Biologically Inspired Optimization Methods
An Introduction

by Mattias Wahde

  • Publisher : WIT Press
  • Release : 2008-08-14
  • Pages : 240
  • ISBN : 1845641485
  • Language : En, Es, Fr & De
GET BOOK

Biologically inspired optimization methods constitute a rapidly expanding field of research, with new applications appearing on an almost daily basis, as optimization problems of ever-increasing complexity appear in science and technology. This book provides a general introduction to such optimization methods, along with descriptions of the biological systems upon which the methods are based. The book also covers classical optimization methods, making it possible for the reader to determine whether a classical optimization method or a biologically inspired one is most suitable for a given problem.

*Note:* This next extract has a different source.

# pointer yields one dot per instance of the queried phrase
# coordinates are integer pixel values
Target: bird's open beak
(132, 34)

Nature Inspired Optimization for Image Processing

Nature Inspired Optimization for Image Processing
A Book

by Vasuki A

  • Publisher : CRC Press
  • Release : 2020-07-09
  • Pages : 280
  • ISBN : 9780367255985
  • Language : En, Es, Fr & De
GET BOOK

Nature Inspired Optimization Algorithms is a comprehensive book on the most popular optimization algorithms that are based on nature. It starts with an overview of optimization and goes from the classical to the latest swarm intelligence algorithm. Nature has a rich abundance of flora and fauna that inspired the development of nature inspired optimization techniques. The study of the intelligent survival strategies of animals, birds and insects in a hostile and ever-changing environment has led to the development of techniques emulating their behaviour. Nature provides us with simple solutions to complex problems in an effective and adaptive manner. This book is a valuable resource for engineers, researchers, faculty and students who are devising optimum solutions to any type of problem. The problems range from computer science to economics covering diverse areas that require maximizing output and minimizing resources and this is the crux of all optimization algorithms. The book is a lucid description of fifteen of the existing important optimization algorithms that are based on swarm intelligence and superior in performance. Features: Detailed description of the algorithms along with pseudocode and flowchart Easily translatable to program code that is also readily available in Mathworks website for some of the algorithms Simple examples to demonstrate the optimization strategies have been given wherever possible that makes understanding easier Standard applications and benchmark datasets for testing and validating the algorithms have been enumerated This book is a reference for under-graduate and post-graduate students. It will be useful to faculty members teaching the subject on optimization. It also a comprehensive guide for researchers who are looking for optimizing resources in attaining the best solution to a problem. The nature inspired optimization algorithms are unconventional and this makes them more efficient than their traditional counterparts.